You are given a List of numbers (length unknown).
Let's say the length is 10.
GetRandom(List) is called once. If implemented correctly, each number has 1/10 probability of being returned.
GetRandom(List) is called 100 times. If implemented correctly, each number will appear 10 times in the result.
Fine?
You now have to do the same for a Stream of numbers.
GetRandom(Stream, 5) is called. This adds 5 to the Stream. Stream is of length N=1, then 5 is returned (probability = 1/N = 1)
GetRandom(Stream, 3) is called. 3 is added to stream. N=2. Either 3 or 5 is returned (prob = 1/2).
How will this be tested for correctness?
If GetRandom(Stream) (without adding any more numbers) is called 10 times when length of list is 2, each number (3 & 5) should be returned ~5 times.
GetRandom(Stream, 7) is called. 7 is added to Stream.

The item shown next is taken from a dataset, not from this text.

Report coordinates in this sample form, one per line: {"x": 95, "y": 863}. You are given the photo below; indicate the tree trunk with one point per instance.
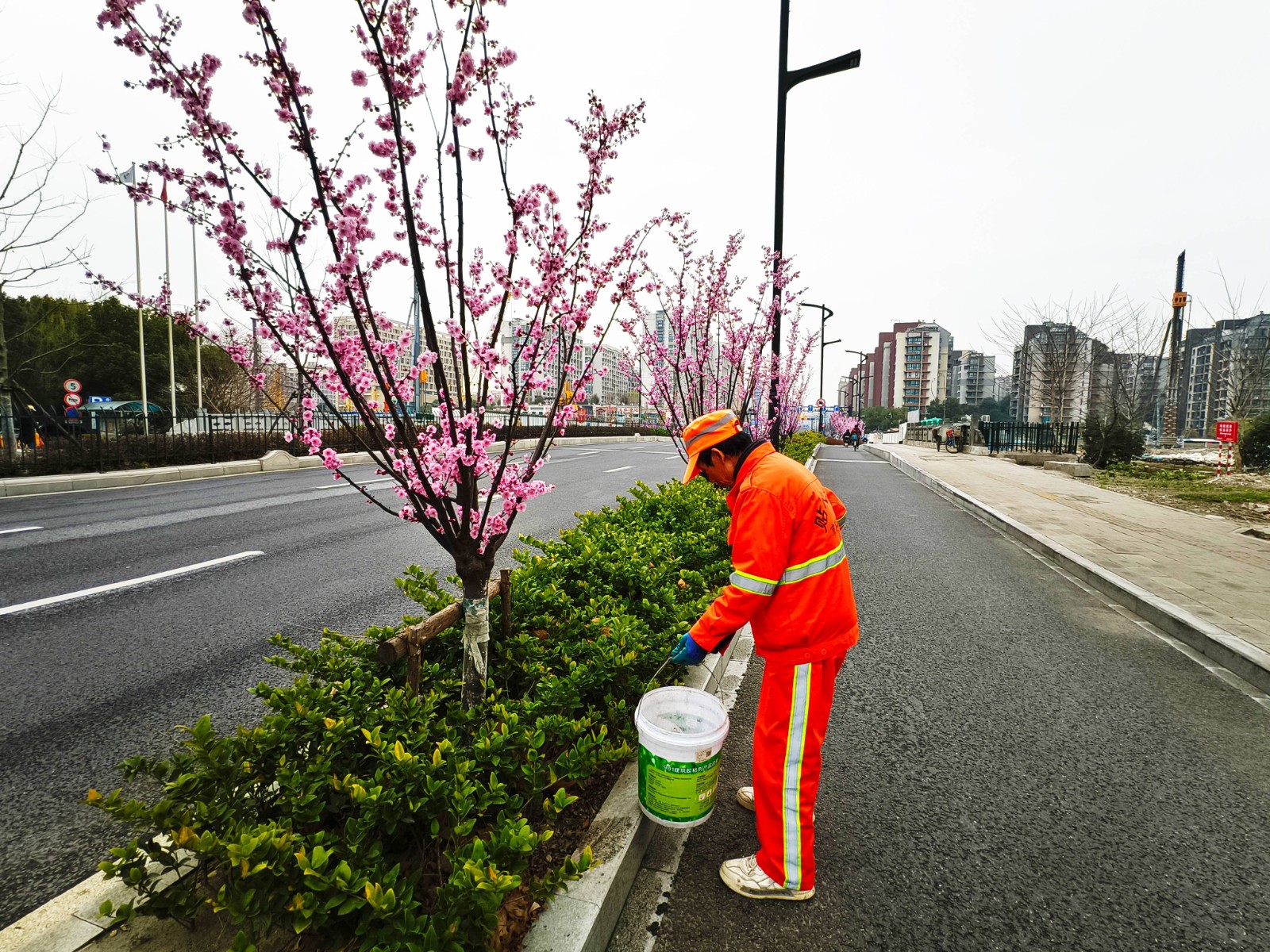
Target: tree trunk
{"x": 6, "y": 428}
{"x": 475, "y": 635}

N = 3. One of the 3 numbers (5, 3, 7) is returned (probability = 1/3).
But how will this be tested for correctness?
If GetRandom(Stream) is called 10 times when N = 3, each number is returned ~3 times.
So far, so good ?
Alright, here is my algorithm:
N = 0
Pointer = 0
GetRandom(Stream, Number = NULL):
Pointer += 1
if Number is NOT NULL:
N += 1
else:
if Pointer == N:
Pointer = 1 # Reset
return Stream[Pointer] # Assume 1-based indexes
This simply cycles through all numbers in order / round-robin fashion.
If GetRandom(Stream) is called on a Stream with 100 numbers, 1000 times, each number will appear exactly 10 times.
If GetRandom(Stream, 77) is called on a Stream with 100 numbers (77 is the 101st number), while Pointer got reset to initial location 1. Then when GetRandom(Stream) is called 101 times, then on the 101st call, 77 will be output, which satisfies the required probability of 1/101. If it's called 202 times, then on the 202th call, 77 will be output, which satisfies 2/202.
Why bother with Reservoir Sampling k/k+1, Why bother with a random number generator?